Their move follows on a similar decision taken by The EMBO Journal (European Molecular Biology Organization) as described in an editorial here where they state that the “transparent editorial process will make the process that led to acceptance of a paper accessible to all, as well as any discussion of merits and issues with the paper.” Their reasoning cites problems in the process of scientific communication and they give an example by Martin Raff which was published as a letter to the editor called “Painful Publishing” (behind a paywall, apologies). Raff laments the power of the anonymous reviewers to demand often unwarranted additional experimentation as a condition of publication: “authors are so keen to publish in these select journals that they are willing to carry out extra, time consuming experiments suggested by referees, even when the results could strengthen the conclusions only marginally. All too often, young scientists spend many months doing such ‘referees’ experiments.’ Their time and effort would frequently be better spent trying to move their project forward rather than sideways. There is also an inherent danger in doing experiments to obtain results that a referee demands to see.”

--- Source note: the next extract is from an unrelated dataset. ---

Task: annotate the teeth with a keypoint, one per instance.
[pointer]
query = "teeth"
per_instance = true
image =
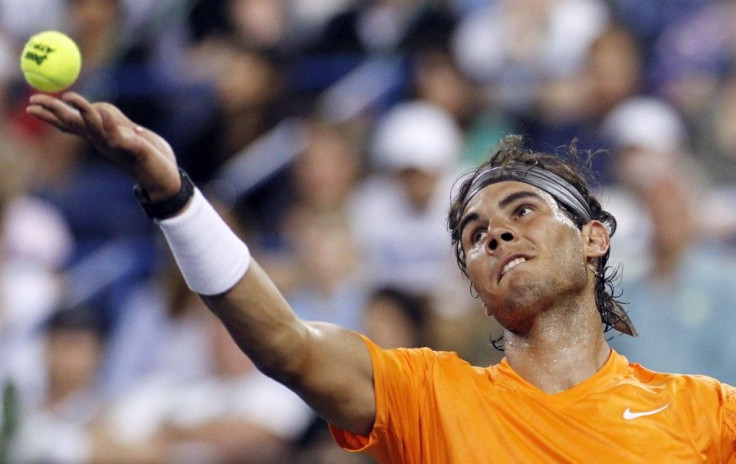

Rick Trebino, physics professor at Georgia Tech, penned a note detailing the often incredible steps he went through in trying to publish a scientific comment: “How to Publish a Scientific Comment in 1 2 3 Easy Steps.” It describes deep problems in our scientific discourse today. The recent clinical trials scandal at Duke University is another example of failed scientific communication. Many efforts were made to print correspondences regarding errors in published papers that may have permitted problems in the research to have been addressed earlier.

The editorial in Molecular Systems Biology also announces that the journal is joining many others in adopting a policy of encouraging the upload of the data that underlies results in the paper to be published alongside the final article. They go one step further and provide links from the figure in the paper to its underlying data. They give an example of such linked figures here. My question is how this dovetails with recent efforts by Donoho and Gavish to create a system of universal figure-level identifiers for published results, and the work of Altman and King to design Universal Numerical Fingerprints (UNFs) for data citation.

Chris Wiggins: Science is social

I had the pleasure of watching my friend and professor of applied physics and applied math Chris Wiggins give an excellent short talk at NYC’s social media week at Google. The video is available here: http://livestre.am/BUDx.

Chris makes the often forgotten point that science is inherently social. If discoveries aren’t publicly communicated, and hence added to our stock of knowledge, it isn’t science. He notes reproducibility as a manifestation of this openness in communication. (As another example of openness, Karl Popper suggested that if you’re interested in working in an international community, become a scientist.) Chris showcases many new web-based sharing tools and how they augment our fundamental norms, rather than changing them, hence his disagreement with the title of the session “Research Gone Social” in the sense that science has always been social.